What You Need to Know About Connecticut Dog Laws
At Hebron Veterinary Hospital, we believe it’s important for you to know everything possible about taking care of your dog. We do our part to help you keep your best friend healthy. We also encourage you to keep them legal by knowing and understanding Connecticut Dog Laws.
Unless you’re a legal professional, you’ve probably never read Connecticut General Statutes, Chapter 435, Section 22. It contains a long list of laws that govern dog ownership, responsibilities, behavior, and legal issues. These statures are not that difficult to read or understand. If you prefer not to wade through the legalese, here are a few important Connecticut dog laws you should know about.
Liability for Dog Bites
As the American Veterinary Medical Foundation warns us, “…the cuddliest, fuzziest, sweetest pet can bite if provoked.” Dogs feel provoked over situations you wouldn’t consider. They bite to protect their territory, they bite when they’re sick and for many other reasons. It’s up to you to monitor your dog and prevent situations where they may feel provoked and attack someone.
Under Section 22-357, Damage by dogs to persons or property, you are liable for your dog’s actions. It’s a strict liability statute. That means an injured person doesn’t have to prove that you were negligent or that you knew your dog was vicious.

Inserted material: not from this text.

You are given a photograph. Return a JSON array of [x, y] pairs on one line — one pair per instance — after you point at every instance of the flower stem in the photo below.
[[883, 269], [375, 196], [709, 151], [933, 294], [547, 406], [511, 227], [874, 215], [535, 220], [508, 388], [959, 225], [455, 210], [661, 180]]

There are a few exceptions. Strict liability doesn’t apply if a bitten person was trespassing on your property or tormenting your dog. These statutes apply differently children under age seven, who are not considered trespasser. Strict liability doesn’t apply to a police officer with a police dog residing on their property.
Your landlord could be liable for your dog’s actions
A recent Connecticut Supreme Court Decision established that a landlord could be found negligent for your dog’s actions as well. This isn’t a strict liability law situation. To find a landlord negligent, an injured person must prove the landlord knew their dog was vicious and didn’t do anything to prevent a mishap.
Section 22-358 cites conditions where Animal Control may quarantine your dog for 14 days, or proceed with other actions if your dog has bitten someone.
Section, 22-329 Prevention of cruelty to dogs and other animals, allows an officer to interfere to protect a dog subjected to acts of cruelty. When a person interferes with an officer’s dog protection efforts, the officer can charge them with a class D misdemeanor.
Section, 22-329a, Seizure and custody of neglected or cruelly treated animals, gives an Animal Control Officer authority to take custody of animals that are being treated cruelly. Section 22-329b requires an officer to report incidents of suspected cruelty within 48 hours after suspecting harm, neglect, or cruel treatment.
Section 22-332 Connecticut impounding and disposition of roaming… gives Animal Control the authority to impound roaming, unlicensed, neglected, or injured dogs. It outlines potential disposition through adoption, lost and found ads, and other options. In most cases impounding is a protective measure.
Section 22-363 Nuisance makes it illegal to harbor a dog that is a nuisance due to a vicious disposition, excessive barking or other disturbance. The first violation is fined as a class D misdemeanor. After subsequent violations, a court may arrange the nuisance dog’s restraint or disposal.